Non, la principale difficulté pour un arbitre, c'est d'être seul, sur un grand rectangle vert, avec pour seuls copains, deux types grassouillet qui courent le long d'une touche, et soulèvent un drapeau de temps en temps. Qui pour aider, soulager, accompagner l'homme au sifflet? Le quatrième arbitre est trop occupé à calmer les bancs de touche et à inscrire des numéros invraisemblables (de 1à 99) sur un panneau. La vidéo pourrait devenir le cinquième arbitre. Mais, nul doute que le préposé à la vidéo, devant son écran plasma préférera regarder les plus beaux buts de Cantona, plutôt que de visionner cinq fois le tacle acharné de Cyril Rool sur Lilian Laslandes. L'idée d'arbitres de surface de réparation a également germé. Des futurs juges de lignes apparaîtraient au stade Bollaert. Comme à Roland Garros, ils s'assoiraient sur une chaise, prêts à recevoir deux à trois ballons dans le visage par match, et prêts à afficher sur leur maillot le logo d'une grande banque parisienne. Après une discussion avec une dizaine d'adjoints, l'arbitre central resterait pourtant à la merci des critiques, des jets de fumigènes. Il y aura toujours un responsable sur le terrain, un homme qui doit prendre la dernière décision. Si les règles ne changent pas, les réactions qu'elles suscitent resteront les mêmes, et ce quel que soit le nombre d'arbitres.
"Flair-play"
La solution pourrait venir d'une nouvelle lecture du règlement. Deux solutions: soit les arbitres ne sifflent plus que les crachats, les coups de boules et les tacles par derrière les deux pieds décollés, soit ils réprimandent le moindre tirage de maillot. Il ne s'agit pas d'être intransigeant. En 2005, les journées de Ligue 1 n'ont offert aux spectateurs que 2,11 buts par match. Si l'arbitrage devient moins sévère, les filets ne trembleront plus que cinq fois pour dix matches de L1 (deux inscrits par Lyon, et trois encaissés par Marseille ou le PSG). Pour une fois, les instances du football devraient suivre ceux qui prônent le fair-play et le "flair-play": les rugbymen. Ces derniers parlent souvent d'esprit du jeu. Lorsque dans un regroupement, un joueur talonne à la main, il est sanctionné. Il n'y a pas de fautes, de contacts, mais son geste est contre l'esprit du jeu. De même, lorsqu'un "première ligne" plaque au-dessus des épaules, il prend un carton jaune et subit dix minutes d'exclusion, autrement dit un véritable avertissement.

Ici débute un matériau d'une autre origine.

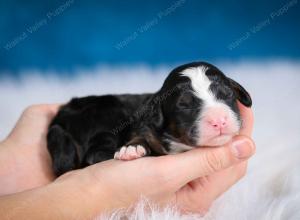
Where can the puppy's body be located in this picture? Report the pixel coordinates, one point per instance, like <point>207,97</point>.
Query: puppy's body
<point>196,106</point>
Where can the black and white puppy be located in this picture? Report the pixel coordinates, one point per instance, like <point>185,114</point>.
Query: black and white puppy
<point>196,106</point>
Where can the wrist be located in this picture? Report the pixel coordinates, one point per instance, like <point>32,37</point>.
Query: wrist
<point>81,196</point>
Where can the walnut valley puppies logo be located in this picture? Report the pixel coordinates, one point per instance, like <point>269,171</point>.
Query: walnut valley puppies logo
<point>262,24</point>
<point>31,29</point>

Imaginez, une finale de Champions league. L'arbitre siffle le début du match. Une équipe joue de manière musclée pour casser le jeu. À la 13e minute, carton jaune. Jusqu'à la 23e, ils seront dix. Le joueur fautif est déçu, on ne l'y reprendra plus. Toutes ces pistes plus ou moins bonnes doivent être explorées. Pourvu que la FIFA, l'UEFA, la FFF, et autres sigles qui ne mouillent pas le maillot s'activent. Guy Roux aura toujours un gros ventre, mais râlera moins souvent.